In case of private repositories, you may need to authorize yourself using a Git access token. We will first explain how to create one, and then how to use these access tokens to authorize yourself.

GitHub access token

  1. Log into your GitHub account
  2. Click on your profile picture in the top-right corner of the page and select "Settings" from the dropdown menu.
  3. In the left sidebar, click on "Developer settings" (should be the lowest).
  4. In the Developer settings menu, click on "Personal access tokens".
  5. Select "Tokens (classic)".
  6. Click the "Generate new token" button.
  7. You will be prompted for your password, enter it in the field.
  8. Provide a descriptive note for the token to help you remember its purpose and an expiration period.
  9. Select the desired scopes or permissions for the token. Scopes define the access privileges of the token. Choose the scopes based on the tasks or actions you want to perform with the token. For example, if you only need read access to repositories, you can select the "repo" scope.
  10. Click the "Generate token" button at the bottom of the page.
  11. GitHub will generate an access token for you. Make sure to copy and save the token in a secure place, as it will be displayed only once. Once you navigate away from the page, you won't be able to access the token again. Treat it like a password.

This is how the clone_from() command will look like in train.py:

Repo.clone_from("https://<access-token>@github.com/<username>/<repository>.git", "git_repo")

Replace <access-token> with the actual access token you generated from GitHub. Make sure to include the entire URL, including the https:// prefix.\ For example, if your username is johnsmith, the repository is myrepo, and the access token is abc123, the clone URL would look like this:

https://[email protected]/johnsmith/myrepo.git

You can use the generated access token in your Git operations, API requests, or any other GitHub-related interactions that require authentication. Make sure to keep your access token secure and do not share it publicly or expose it in your code repositories.

GitLab access token

  1. Log into your GitLab account.
  2. Click on your profile picture in the top-right corner of the page and select "Settings" from the dropdown menu.
  3. In the left sidebar, click on "Access Tokens".
  4. Provide a name for the token in the "Token name" field to help you remember its purpose and an expiration date.
  5. Select the desired scopes or permissions for the token. Scopes define the access privileges of the token.
  6. Click the "Create personal access token" button at the bottom of the page.
  7. GitLab will generate an access token for you. Make sure to copy and save the token in a secure place, as it will be displayed only once. Once you navigate away from the page, you won't be able to access the token again. Treat it like a password.
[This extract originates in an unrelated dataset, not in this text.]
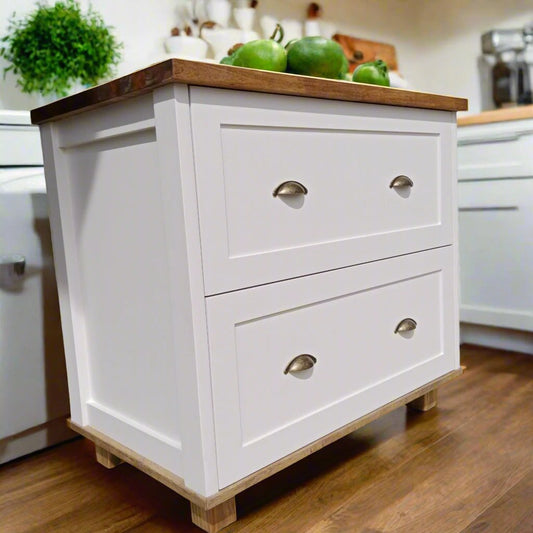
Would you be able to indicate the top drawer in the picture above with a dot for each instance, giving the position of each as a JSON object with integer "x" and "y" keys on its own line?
{"x": 345, "y": 155}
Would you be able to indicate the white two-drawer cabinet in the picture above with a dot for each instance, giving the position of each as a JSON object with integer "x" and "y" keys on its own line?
{"x": 250, "y": 266}
{"x": 495, "y": 197}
This is how the clone_from() command will look like in train.py:

Repo.clone_from("https://oauth2:<access-token>@gitlab.com/<username>/<repository>.git")

Note that if you're using a self-hosted or on-premises GitHub or GitLab instance, the interface may be different. For example, the "Access Tokens" menu may be under "Edit Profile" for Gitlab instances. Moreover, the host part of the clone URL will change as well, from github.com / gitlab.com to your custom host name.\

You can use the generated access token in your Git operations, API requests, or any other GitHub-related interactions that require authentication. Make sure to keep your access token secure and do not share it publicly or expose it in your code repositories.

Conclusion

Now you will be able to import your own libraries from Git into your deployment, either through importing them from requirements.txt or by cloning your repository locally through your training code, and now you know how to generate access tokens for both GitHub and GitLab for enabling Git-related actions that typically require authentication. We hope that this article was helpful for you!